Sheila R. Foster is the Scott K. Ginsburg Professor of Urban Law and Policy at Georgetown. She holds a joint appointment with the Georgetown Law School and the McCourt Public Policy School. Prior to joining Georgetown, she was a University Professor and the Albert A. Walsh Professor of Real Estate, Land Use and Property Law at Fordham University. She also co-directed the Fordham Urban Law Center and was a founder of the Fordham University Urban Consortium. Prior to joining Fordham, she was a Professor of Law at the Rutgers University in Camden, New Jersey.

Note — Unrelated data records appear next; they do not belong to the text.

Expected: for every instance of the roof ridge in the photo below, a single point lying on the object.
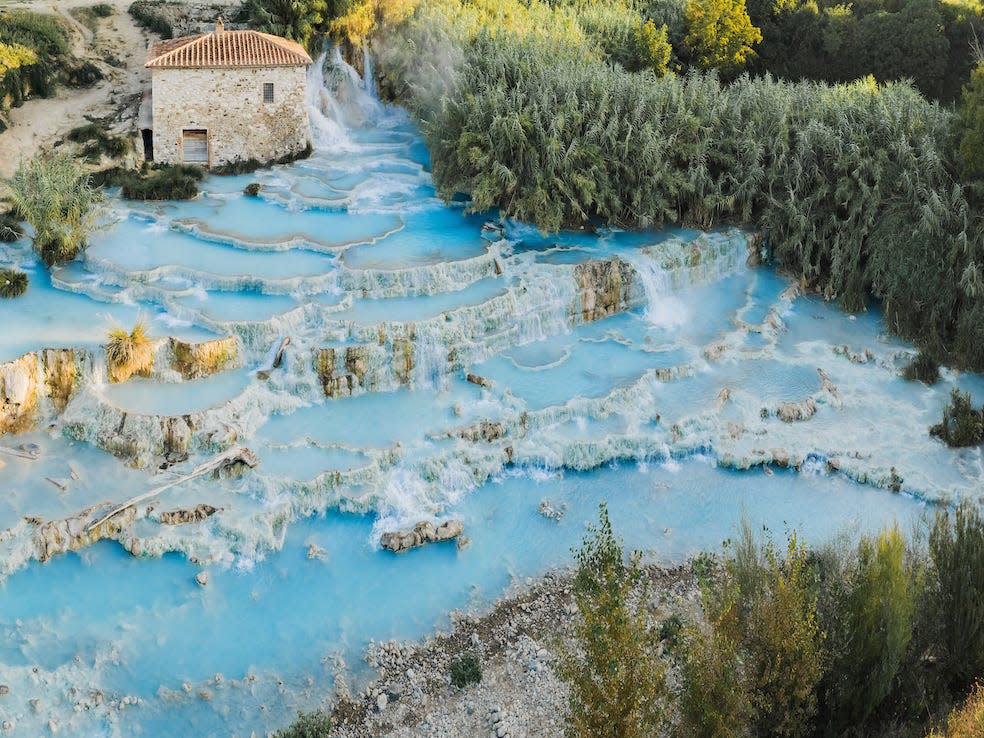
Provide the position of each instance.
(243, 48)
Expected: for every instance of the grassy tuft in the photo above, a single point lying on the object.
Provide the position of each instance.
(466, 669)
(13, 283)
(129, 353)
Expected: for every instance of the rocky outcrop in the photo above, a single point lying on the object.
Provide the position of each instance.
(194, 360)
(181, 517)
(604, 288)
(421, 533)
(19, 394)
(75, 532)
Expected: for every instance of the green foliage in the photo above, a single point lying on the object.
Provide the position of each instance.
(616, 680)
(869, 627)
(297, 20)
(923, 368)
(308, 725)
(98, 142)
(10, 228)
(970, 126)
(720, 34)
(53, 193)
(147, 14)
(466, 669)
(956, 546)
(46, 37)
(13, 283)
(962, 424)
(160, 182)
(129, 353)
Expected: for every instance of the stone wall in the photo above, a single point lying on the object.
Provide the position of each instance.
(228, 103)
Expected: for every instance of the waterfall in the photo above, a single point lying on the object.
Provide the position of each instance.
(369, 74)
(339, 100)
(663, 309)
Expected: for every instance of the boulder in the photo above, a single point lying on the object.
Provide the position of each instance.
(422, 533)
(195, 360)
(180, 517)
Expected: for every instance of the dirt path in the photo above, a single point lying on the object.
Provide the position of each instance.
(41, 122)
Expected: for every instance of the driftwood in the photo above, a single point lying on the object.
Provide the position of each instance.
(278, 359)
(239, 454)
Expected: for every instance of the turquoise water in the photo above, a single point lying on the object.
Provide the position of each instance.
(666, 409)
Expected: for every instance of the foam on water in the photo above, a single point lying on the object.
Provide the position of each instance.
(669, 408)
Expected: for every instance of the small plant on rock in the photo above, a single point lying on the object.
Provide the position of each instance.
(962, 424)
(923, 368)
(13, 283)
(129, 353)
(466, 669)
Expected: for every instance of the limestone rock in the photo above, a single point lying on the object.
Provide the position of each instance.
(195, 515)
(789, 412)
(423, 532)
(604, 288)
(194, 360)
(18, 394)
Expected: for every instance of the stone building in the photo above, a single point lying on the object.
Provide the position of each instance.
(227, 96)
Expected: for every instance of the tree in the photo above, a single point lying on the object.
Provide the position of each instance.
(956, 547)
(720, 34)
(871, 630)
(298, 20)
(617, 687)
(54, 194)
(970, 126)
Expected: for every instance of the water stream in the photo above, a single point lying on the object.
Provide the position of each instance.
(651, 369)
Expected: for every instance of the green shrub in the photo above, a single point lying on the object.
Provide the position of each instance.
(962, 424)
(869, 627)
(147, 14)
(55, 195)
(615, 674)
(10, 228)
(466, 669)
(308, 725)
(923, 368)
(13, 283)
(162, 182)
(956, 592)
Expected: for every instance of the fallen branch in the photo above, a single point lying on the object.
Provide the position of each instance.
(226, 458)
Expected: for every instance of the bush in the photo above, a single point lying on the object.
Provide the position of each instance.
(466, 669)
(308, 725)
(147, 14)
(923, 368)
(54, 194)
(956, 592)
(129, 353)
(10, 228)
(962, 425)
(615, 675)
(966, 721)
(162, 182)
(13, 283)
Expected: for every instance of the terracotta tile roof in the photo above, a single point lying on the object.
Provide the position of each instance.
(227, 49)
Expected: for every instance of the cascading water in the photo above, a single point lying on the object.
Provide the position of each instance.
(434, 371)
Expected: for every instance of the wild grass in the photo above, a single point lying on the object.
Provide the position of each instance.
(129, 353)
(55, 195)
(13, 283)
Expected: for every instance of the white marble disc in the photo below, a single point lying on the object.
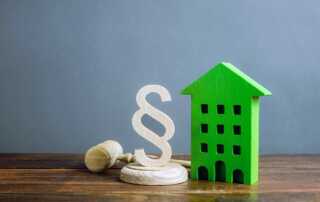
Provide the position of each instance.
(165, 175)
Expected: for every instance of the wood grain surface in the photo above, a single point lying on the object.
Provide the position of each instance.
(63, 177)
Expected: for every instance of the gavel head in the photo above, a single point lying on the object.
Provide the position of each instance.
(103, 155)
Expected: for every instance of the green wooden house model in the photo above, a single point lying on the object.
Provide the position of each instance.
(225, 125)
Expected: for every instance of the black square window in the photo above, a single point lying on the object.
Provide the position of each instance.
(237, 109)
(236, 149)
(204, 128)
(220, 148)
(204, 108)
(237, 129)
(220, 109)
(220, 129)
(204, 147)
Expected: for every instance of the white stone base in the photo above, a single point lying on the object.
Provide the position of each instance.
(165, 175)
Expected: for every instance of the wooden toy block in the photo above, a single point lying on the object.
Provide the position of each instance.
(225, 125)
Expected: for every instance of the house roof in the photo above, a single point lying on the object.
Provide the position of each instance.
(258, 89)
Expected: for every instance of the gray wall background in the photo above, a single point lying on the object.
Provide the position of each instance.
(70, 70)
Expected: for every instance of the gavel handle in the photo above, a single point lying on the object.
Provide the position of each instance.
(128, 158)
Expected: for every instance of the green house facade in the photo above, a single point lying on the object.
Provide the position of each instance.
(225, 125)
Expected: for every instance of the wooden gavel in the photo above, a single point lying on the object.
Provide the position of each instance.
(106, 154)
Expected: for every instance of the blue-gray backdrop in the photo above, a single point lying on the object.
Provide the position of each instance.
(70, 70)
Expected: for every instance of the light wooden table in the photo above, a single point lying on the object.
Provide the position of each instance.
(63, 177)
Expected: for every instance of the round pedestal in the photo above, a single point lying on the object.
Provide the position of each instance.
(165, 175)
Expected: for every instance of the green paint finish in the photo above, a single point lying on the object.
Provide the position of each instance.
(225, 117)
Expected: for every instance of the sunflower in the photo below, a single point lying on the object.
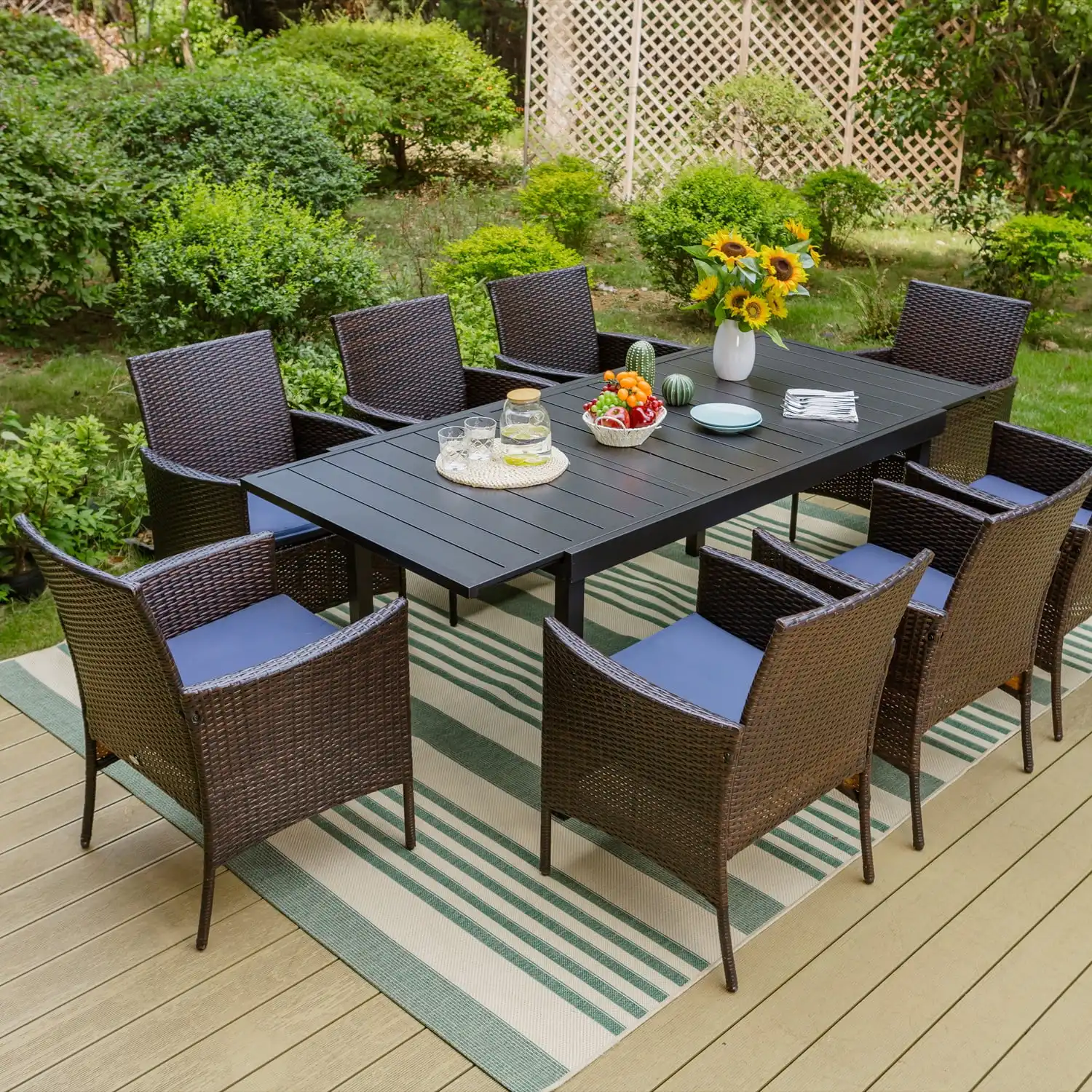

Sheila is the author of numerous publications on environmental law, and is one of the country’s leading scholars on environmental justice. She is co-author of the classic text From the Ground Up: Environmental Racism and the Environmental Justice Movement (NYU Press 2001) (with Luke Cole) and co-editor of The Law of Environmental Justice: Theories and Procedures to Address Disproportionate Risks (American Bar Association 2009) (with Michael Gerrard). Over the last two decades, Sheila has worked with government agencies, non-government organizations, scholars, and policymakers to reform environmental and land use policies and practices consistent with the principles of environmental justice. In 2018, she received the Senior Scholarship Award from the International Union for the Conservation of Nature (IUCN) Academy of Environmental Law
Sheila’s most recent work explores city growth and governance through the lens of the “commons,” bringing the analytical lens of her environmental law and policy to the city and the management of urban resources. Her latest article, The City as a Commons, is published in the Yale Law and Policy Review (with Christian Iaione) and is the basis of a forthcoming book Co-Cities for MIT Press. Sheila has been involved on many levels with environmental and urban policy. She was a member of the New York City Panel on Climate Change (co-chair of the working group on community-based assessments of vulnerability), is chair of the advisory committee of the Global Parliament of Mayors, and an advisory board member of the Marron Institute for Urban Management at NYU.